Rebecca Lynn Howard-Forgive
In April in a public meeting, one white guy and his wife sat for an hour, 80 years old, rail-thin cowboy, listening to passionate individuals standing, telling how much it meant to them to change the name of Harney Peak. He stood, said, “talk about being in the lion’s den”, then proceeded in ancient “custer-speak” to tell the hundred or more there, and castigate the SDBGN for their unmitigated “PC”gall of even entertaining the proposition under the State tax-payer’s dime, to “just get over it, its been 150 years”.
It was personally clear to him in his life-time that he had never seen an Indian praying on Harney Peak in all his hikes up there. He left and people continued to cry and passionately, mostly politely, to campaign for the change for the full 2 1/2 hour meeting.

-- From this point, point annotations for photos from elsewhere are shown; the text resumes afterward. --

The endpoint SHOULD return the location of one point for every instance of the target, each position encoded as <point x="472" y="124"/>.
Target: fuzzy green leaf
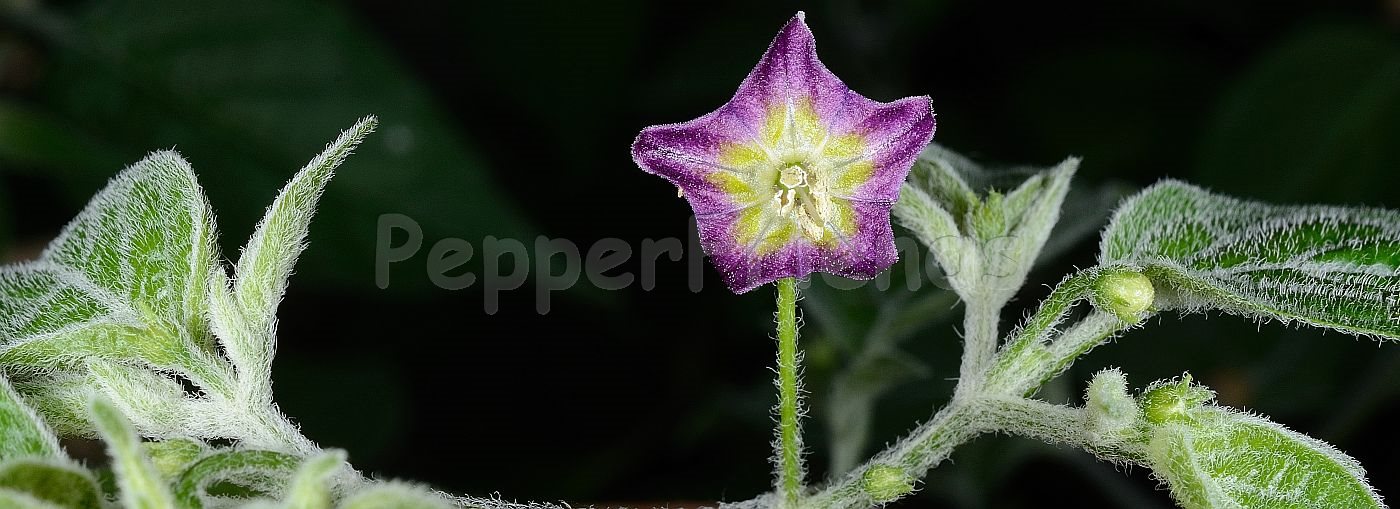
<point x="18" y="499"/>
<point x="258" y="471"/>
<point x="62" y="397"/>
<point x="53" y="481"/>
<point x="172" y="456"/>
<point x="245" y="316"/>
<point x="1224" y="459"/>
<point x="154" y="403"/>
<point x="21" y="431"/>
<point x="1334" y="267"/>
<point x="311" y="485"/>
<point x="986" y="244"/>
<point x="126" y="278"/>
<point x="136" y="477"/>
<point x="396" y="495"/>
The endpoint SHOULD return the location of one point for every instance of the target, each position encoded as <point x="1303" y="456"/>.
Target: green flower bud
<point x="1109" y="406"/>
<point x="886" y="483"/>
<point x="989" y="217"/>
<point x="1173" y="400"/>
<point x="1126" y="294"/>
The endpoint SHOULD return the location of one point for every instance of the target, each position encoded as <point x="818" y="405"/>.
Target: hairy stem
<point x="979" y="341"/>
<point x="1060" y="424"/>
<point x="1019" y="368"/>
<point x="790" y="438"/>
<point x="919" y="452"/>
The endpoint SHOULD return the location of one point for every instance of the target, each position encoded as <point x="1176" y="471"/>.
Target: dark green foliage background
<point x="514" y="118"/>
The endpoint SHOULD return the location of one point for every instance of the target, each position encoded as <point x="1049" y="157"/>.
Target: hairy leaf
<point x="258" y="471"/>
<point x="154" y="403"/>
<point x="398" y="495"/>
<point x="126" y="278"/>
<point x="62" y="397"/>
<point x="136" y="477"/>
<point x="311" y="485"/>
<point x="1224" y="459"/>
<point x="21" y="431"/>
<point x="18" y="499"/>
<point x="172" y="456"/>
<point x="245" y="319"/>
<point x="986" y="244"/>
<point x="1333" y="267"/>
<point x="53" y="481"/>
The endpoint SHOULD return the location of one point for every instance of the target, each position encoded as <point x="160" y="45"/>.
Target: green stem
<point x="979" y="341"/>
<point x="790" y="438"/>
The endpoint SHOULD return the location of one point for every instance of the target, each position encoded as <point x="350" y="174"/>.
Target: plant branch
<point x="790" y="434"/>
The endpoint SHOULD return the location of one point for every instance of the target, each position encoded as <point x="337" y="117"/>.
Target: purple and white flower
<point x="795" y="174"/>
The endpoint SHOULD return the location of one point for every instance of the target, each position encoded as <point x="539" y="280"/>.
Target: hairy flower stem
<point x="979" y="343"/>
<point x="790" y="438"/>
<point x="1029" y="360"/>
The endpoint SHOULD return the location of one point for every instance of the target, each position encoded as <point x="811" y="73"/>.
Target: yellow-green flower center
<point x="794" y="197"/>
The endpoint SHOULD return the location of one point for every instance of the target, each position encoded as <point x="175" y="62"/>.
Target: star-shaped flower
<point x="795" y="174"/>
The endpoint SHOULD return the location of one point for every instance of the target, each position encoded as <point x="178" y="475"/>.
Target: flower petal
<point x="787" y="74"/>
<point x="893" y="134"/>
<point x="692" y="157"/>
<point x="746" y="260"/>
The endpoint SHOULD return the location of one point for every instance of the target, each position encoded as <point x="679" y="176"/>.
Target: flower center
<point x="800" y="202"/>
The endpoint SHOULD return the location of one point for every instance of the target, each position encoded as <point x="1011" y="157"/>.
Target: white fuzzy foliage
<point x="402" y="495"/>
<point x="986" y="244"/>
<point x="245" y="316"/>
<point x="132" y="263"/>
<point x="154" y="403"/>
<point x="1334" y="267"/>
<point x="21" y="431"/>
<point x="1221" y="459"/>
<point x="136" y="476"/>
<point x="311" y="485"/>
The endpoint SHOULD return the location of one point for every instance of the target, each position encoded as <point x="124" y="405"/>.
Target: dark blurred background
<point x="514" y="119"/>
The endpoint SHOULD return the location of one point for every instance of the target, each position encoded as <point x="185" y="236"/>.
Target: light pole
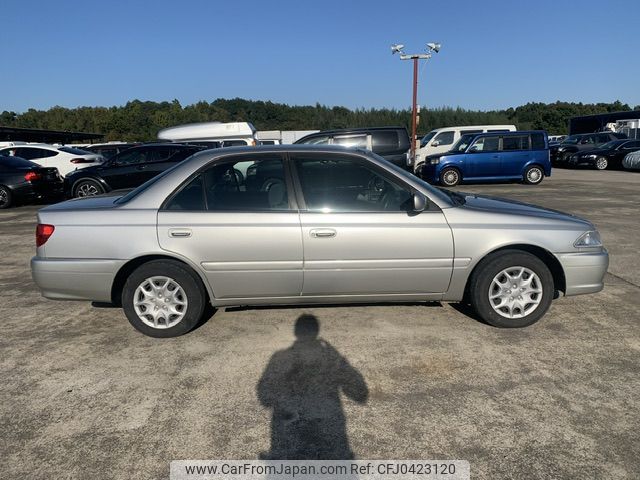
<point x="398" y="48"/>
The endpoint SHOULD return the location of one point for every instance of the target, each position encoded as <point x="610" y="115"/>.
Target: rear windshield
<point x="73" y="151"/>
<point x="16" y="162"/>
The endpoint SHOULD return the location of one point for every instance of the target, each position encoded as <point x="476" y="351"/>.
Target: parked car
<point x="24" y="181"/>
<point x="65" y="159"/>
<point x="108" y="150"/>
<point x="127" y="169"/>
<point x="578" y="143"/>
<point x="490" y="157"/>
<point x="442" y="140"/>
<point x="632" y="161"/>
<point x="609" y="155"/>
<point x="391" y="143"/>
<point x="353" y="226"/>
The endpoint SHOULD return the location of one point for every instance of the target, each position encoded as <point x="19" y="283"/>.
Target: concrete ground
<point x="85" y="396"/>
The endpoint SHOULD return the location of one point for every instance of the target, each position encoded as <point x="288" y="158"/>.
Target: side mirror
<point x="419" y="202"/>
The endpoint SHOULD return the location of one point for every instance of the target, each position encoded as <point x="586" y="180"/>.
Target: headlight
<point x="588" y="239"/>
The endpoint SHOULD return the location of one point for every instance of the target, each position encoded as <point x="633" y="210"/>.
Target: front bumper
<point x="70" y="279"/>
<point x="584" y="272"/>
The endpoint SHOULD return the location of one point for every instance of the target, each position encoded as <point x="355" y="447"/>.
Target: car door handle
<point x="322" y="233"/>
<point x="180" y="232"/>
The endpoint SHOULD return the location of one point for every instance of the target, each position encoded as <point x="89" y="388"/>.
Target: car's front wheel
<point x="602" y="163"/>
<point x="511" y="289"/>
<point x="87" y="188"/>
<point x="450" y="177"/>
<point x="164" y="298"/>
<point x="6" y="199"/>
<point x="533" y="175"/>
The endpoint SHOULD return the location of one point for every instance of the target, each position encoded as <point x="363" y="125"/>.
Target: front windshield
<point x="463" y="143"/>
<point x="572" y="139"/>
<point x="427" y="137"/>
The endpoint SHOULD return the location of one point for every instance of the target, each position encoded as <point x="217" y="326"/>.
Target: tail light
<point x="31" y="176"/>
<point x="43" y="232"/>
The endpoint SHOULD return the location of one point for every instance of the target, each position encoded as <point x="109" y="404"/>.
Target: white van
<point x="215" y="133"/>
<point x="442" y="140"/>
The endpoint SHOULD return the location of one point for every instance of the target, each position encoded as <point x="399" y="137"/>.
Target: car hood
<point x="512" y="207"/>
<point x="99" y="201"/>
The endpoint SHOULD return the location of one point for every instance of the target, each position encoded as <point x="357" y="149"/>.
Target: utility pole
<point x="398" y="48"/>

mean while, 158 families, one and one half of a percent of a percent of a percent, contributed 1/2 of the money raised for the 2016 campaign.
fovergivness of them by the rest of us seems a bit misplaced.
http://dianeravitch.net/2015/10/12/new-york-times-158-families-contributed-half-the-money-raised-for-2016-campaign/
The answer to #2 is yes. I don’t know all it is, but primarily forgiveness is self-help. How can you know what the forgiven feel? And actually, why would you care. Justice is a legal principal devoid of feelings. That’s why she wears a blindfold.
Leslie, I suspect that old man’s speech is the sort of demand for “forgiveness” to which Alexie is responding. I also get the feeling that “getting over it” isn’t equivalent to the full Christian concept.
But if “get over it” is all the imperialists and racists really want, then of course, we must say, “Nuts to that!” We should never get over injustice.